Barbar (18, 102 dak.)
Gözden geçirmek: ****
Karar: Gülerek korku
Üzüntü Üçgeni (15, 147 dakika)
Gözden geçirmek: ****
Karar: Korkuyla gülüyor
Bilenmiş pençeleri ve sararmış dişleriyle Cadılar Bayramı üzerimize çöküyor. Bu nedenle, bir filmi duruma uygun hale getirme niyetindeyseniz, pençelerin ve dişlerin büyük olduğu Barbarian’dan başkasına bakmayın.
Bu, ABD gişesinde şimdiden mükemmel bir iş çıkarmış olan düşük bütçeli bir yapım ve bunu hak ediyor; yazar-yönetmen Zach Cregger için akıllı, korkutucu ve tamamen uğurlu bir solo çıkış.
En çok bir çizgi roman oyuncusu olarak bilinir ve Barbarian’da bazı değerli mizah anları vardır, ancak öncelikle MeToo sonrası çağımızda birçok film gibi erkeğin kadına karşı insanlık dışılığını ele alan bir korku-gerilim filmidir.
Jordan Peele’nin harika Get Out (2017) filmiyle ortak olarak, bu, bir İngiliz’in, bu durumda müthiş Georgina Campbell’ın başrolde olduğu bir Amerikan hikayesi.
Yağmurlu bir gecede, köhne bir Detroit semtindeki Airbnb kiralık evine geç gelen Tess’i oynuyor, sonra orada başka bir kiralama acentesi aracılığıyla yer ayırtmış olan bir adamın zaten orada kaldığına inanamayarak.
Bilenmiş pençeleri ve sararmış dişleriyle Cadılar Bayramı üzerimize çöküyor.
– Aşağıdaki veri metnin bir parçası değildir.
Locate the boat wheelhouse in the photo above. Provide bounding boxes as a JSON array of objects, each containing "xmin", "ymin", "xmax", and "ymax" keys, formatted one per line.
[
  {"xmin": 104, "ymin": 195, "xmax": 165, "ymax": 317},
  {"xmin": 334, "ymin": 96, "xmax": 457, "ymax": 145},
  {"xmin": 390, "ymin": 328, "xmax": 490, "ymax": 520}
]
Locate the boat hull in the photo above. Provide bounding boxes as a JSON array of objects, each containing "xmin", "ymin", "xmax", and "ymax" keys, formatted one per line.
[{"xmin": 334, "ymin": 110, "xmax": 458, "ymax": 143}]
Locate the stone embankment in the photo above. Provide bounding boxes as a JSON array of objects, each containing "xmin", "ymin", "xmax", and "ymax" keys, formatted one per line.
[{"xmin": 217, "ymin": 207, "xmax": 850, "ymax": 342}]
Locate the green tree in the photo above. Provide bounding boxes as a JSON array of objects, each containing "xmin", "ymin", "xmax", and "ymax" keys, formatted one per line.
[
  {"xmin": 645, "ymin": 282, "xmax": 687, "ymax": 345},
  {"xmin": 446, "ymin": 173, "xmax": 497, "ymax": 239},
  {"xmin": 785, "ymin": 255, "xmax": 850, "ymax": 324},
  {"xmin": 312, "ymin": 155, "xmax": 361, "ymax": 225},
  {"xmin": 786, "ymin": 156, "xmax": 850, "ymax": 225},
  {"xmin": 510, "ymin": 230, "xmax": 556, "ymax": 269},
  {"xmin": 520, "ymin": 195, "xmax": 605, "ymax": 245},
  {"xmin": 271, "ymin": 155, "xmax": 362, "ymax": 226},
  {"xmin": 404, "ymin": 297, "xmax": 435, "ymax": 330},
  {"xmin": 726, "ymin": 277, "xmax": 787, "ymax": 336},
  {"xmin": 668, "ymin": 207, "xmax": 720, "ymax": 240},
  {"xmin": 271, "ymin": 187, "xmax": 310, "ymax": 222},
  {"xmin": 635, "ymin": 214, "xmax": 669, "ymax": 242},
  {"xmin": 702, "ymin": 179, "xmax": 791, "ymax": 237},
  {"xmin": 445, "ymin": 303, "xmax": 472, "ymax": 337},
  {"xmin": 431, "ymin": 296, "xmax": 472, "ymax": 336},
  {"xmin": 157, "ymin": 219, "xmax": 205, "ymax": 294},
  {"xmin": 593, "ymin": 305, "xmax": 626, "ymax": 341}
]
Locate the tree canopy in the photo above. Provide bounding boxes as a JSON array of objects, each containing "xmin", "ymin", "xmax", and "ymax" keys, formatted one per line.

Bu nedenle, bir filmi duruma uygun hale getirme niyetindeyseniz, pençelerin ve dişlerin büyük olduğu Barbarian’dan başkasına bakmayın.
Bu, Tess gibi görünen karışıklık karşısında şaşkına dönen Keith (Bill Skarsgard). İlk sahneleri birlikte filmin en iyileridir, çünkü Cregger tamamen sıradan bir durumdan, yaklaşan bir korku hissini akıllıca örer.
Keith iyi bir adama benziyor, cesurca kanepede uyumayı teklif ediyor ve tek yatağı ona bırakıyor ve bir şişe kırmızı şarap ve ortak bir müzik tutkusu üzerinde bağ kurmaya başladıklarında Tess’in anlaşılır cagagesi geriliyor.
Korku hayranlarının onu It filmlerinden şeytani palyaço Pennywise olarak tanıdığı göz önüne alındığında, Skarsgard’ı seçmek hoş bir dokunuştu. Buradaki karakteri göründüğü kadar düzgün olabilir mi?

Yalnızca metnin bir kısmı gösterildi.